Dick’s style is spare and almost journalistic; the stories mirror the Cold War preoccupations of the time, each story thrumming with an ominous sense that someone had started the countdown to annihilation.

 

If you read only one of these stories, let it be ‘Second Variety’.

 

K.L gives The Philip K. Dick Megapack 5 out of 5 nuclear apocalypses.

 

Etiquette & Espionage – Gail Carriger

Etiquette and Espionage

A delightful lark. Fourteen-year-old Sophronia Angelina Temminnick has driven her mother to the end of her manicured wits.

After an unfortunate incident involveing a sabotaged dumbwaiter, a plate of trifle, Mrs. Barnaclegoose’s head, and of course, Sophronia as Exibit A, The Condemned, she is packed off to Mademoiselle Geraldine’s Finishing Academy for Young Ladies of Quality.

It is not the fate worse than death that Sophronia expects.
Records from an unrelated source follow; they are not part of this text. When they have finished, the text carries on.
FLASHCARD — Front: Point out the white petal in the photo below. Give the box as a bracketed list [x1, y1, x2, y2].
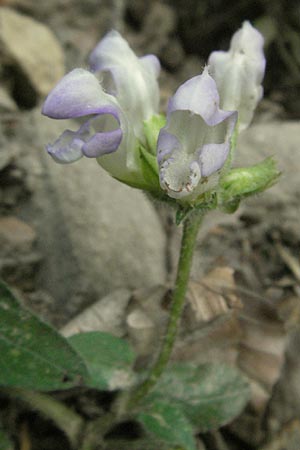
[208, 22, 266, 130]
[90, 31, 160, 137]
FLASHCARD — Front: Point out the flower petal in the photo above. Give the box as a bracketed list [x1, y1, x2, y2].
[90, 31, 160, 137]
[82, 128, 123, 158]
[199, 142, 230, 177]
[46, 130, 84, 164]
[208, 21, 266, 130]
[157, 68, 237, 200]
[46, 114, 123, 164]
[168, 67, 232, 126]
[42, 69, 119, 119]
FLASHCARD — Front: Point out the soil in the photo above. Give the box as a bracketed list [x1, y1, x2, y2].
[0, 0, 300, 450]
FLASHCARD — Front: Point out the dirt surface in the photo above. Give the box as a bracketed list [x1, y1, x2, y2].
[0, 0, 300, 450]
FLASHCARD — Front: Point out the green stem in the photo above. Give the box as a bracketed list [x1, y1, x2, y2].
[129, 212, 203, 406]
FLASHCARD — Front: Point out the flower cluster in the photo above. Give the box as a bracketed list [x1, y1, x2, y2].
[43, 22, 265, 204]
Firstly, the Academy is a vast dirigible which floats its way across the moors of Dartmouth, rather than being sensibly anchored to the ground, and secondly, its students learn not merely the arts of flirtation, dance and household management, but also espionage and assassination. Their shadowy agents have been watching Sophronia for some time, and her predilection for investigation and chaos have resulted in her becoming covertly recruited to join the academy.

The normal pace of lessons aboard the flying academy is somewhat unhinged when Sophronia arrives, accompanied by resident mean-girl, the beautiful Monique de Pelouse. Partnering up with Dimity, who brother Pillover is in training to become an evil genius, Sophronia must discover what Monique is hiding from the Academy, before her actions ensure its destruction by dastardly Picklemen, who will stop at nothing to obtain The Prototype.
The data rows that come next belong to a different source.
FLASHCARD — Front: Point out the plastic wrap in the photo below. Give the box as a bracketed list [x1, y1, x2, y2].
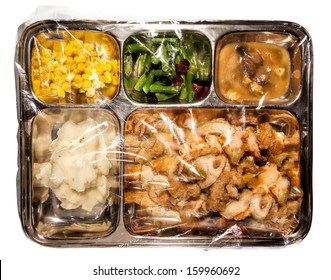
[15, 13, 313, 247]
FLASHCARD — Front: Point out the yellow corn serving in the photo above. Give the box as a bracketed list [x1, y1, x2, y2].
[31, 30, 120, 104]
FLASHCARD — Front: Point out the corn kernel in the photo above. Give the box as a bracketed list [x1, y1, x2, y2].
[57, 88, 66, 98]
[83, 80, 92, 90]
[86, 88, 95, 97]
[77, 63, 85, 72]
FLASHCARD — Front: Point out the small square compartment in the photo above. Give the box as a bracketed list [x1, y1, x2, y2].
[123, 108, 310, 243]
[123, 30, 212, 104]
[214, 31, 302, 106]
[31, 108, 120, 239]
[30, 29, 120, 105]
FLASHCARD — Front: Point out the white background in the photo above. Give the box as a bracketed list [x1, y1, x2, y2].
[0, 0, 331, 280]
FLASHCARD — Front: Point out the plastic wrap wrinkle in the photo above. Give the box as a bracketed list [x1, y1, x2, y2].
[15, 15, 313, 248]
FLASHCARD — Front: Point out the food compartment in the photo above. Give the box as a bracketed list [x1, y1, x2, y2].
[215, 32, 302, 105]
[123, 29, 211, 104]
[124, 108, 305, 242]
[30, 27, 120, 104]
[31, 109, 120, 239]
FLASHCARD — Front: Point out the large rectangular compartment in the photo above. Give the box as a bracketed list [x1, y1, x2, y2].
[15, 19, 313, 247]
Set in a Steampunk 1800’s England, Etiquette & Espionage is fun, well-paced, with interesting and lively characters. The references to ladylike behaviour and dress seem to be refreshingly tongue-in-cheek, and Sophronia’s chracter is intelligent, curious, and shows no qualms about breaking stuffy rules to achieve her goals.
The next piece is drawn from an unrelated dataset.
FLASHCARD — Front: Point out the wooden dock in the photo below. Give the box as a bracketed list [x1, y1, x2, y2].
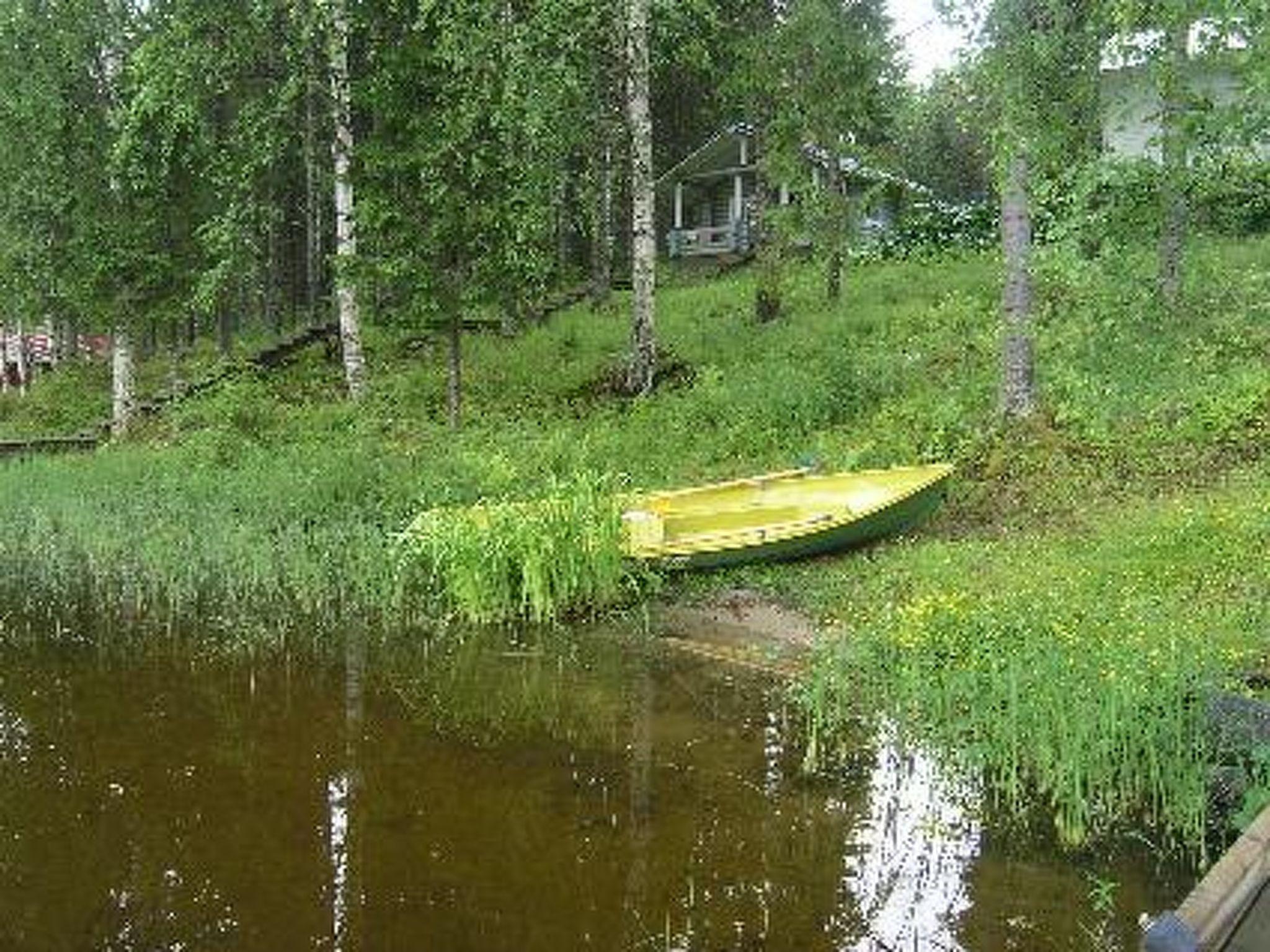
[1142, 808, 1270, 952]
[0, 434, 102, 459]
I look forward to reading the sequel when it comes out.

K.L gives Etiquette & Espionage 3.5 out of 5 werewolves in top-hats.

The Witch Sea – Sarah Diemer

The Witch Sea

A lesbian short story, about a young woman tasked by her mother and grandmother with keeping an ancient and malevolant sea god chained on land, to prevent him from destroying humanity.

The sea god keeps sending emissaries to plead for his freedom, sea creatures who have been transformed into humans. Once an animal breaches the barrier between him and the ocean, it is transformed into a human being to keep him company in exile. Each night, they make their way to the edge of the bay, and stare out longingly at the ocean that Meriel and her maternal line have denied them.
Eventually the protagonist, Meriel, falls in love with one of the emissaries, a shapeshifted seal named Nor, and questions her role in imprisoning the god and his minions, who suffer continually because of her actions.

Ultimately, it failed to attract and maintain enthusiasm I felt for the premise. I felt like the backstory could have been fleshed out more fully; that it did not, lost The Witch Sea an opportunity to develop interest and depth. There were large logical holes – if the witches were so powerful as to deny a god his freedom, why were they living in poverty and solitude in a lighthouse on a tiny island? Surely they could think of better things to do? As the only human around, constantly casting magic to keep the god chained, where did Meriel obtain food and necessities?

K.L gives The Witch Sea 1 out of 5 fish trapped in bowls.

 

SPOILER ALERT! DANGEROUS WORDS AHEAD!

Meriel eventually sets the sea god free, watching her love transform and leave her forever. The lack of structure to the tale makes me wonder: what does she do next? There is no future hinted at here, and no future direction provided without the context of a town full of imprisoned people.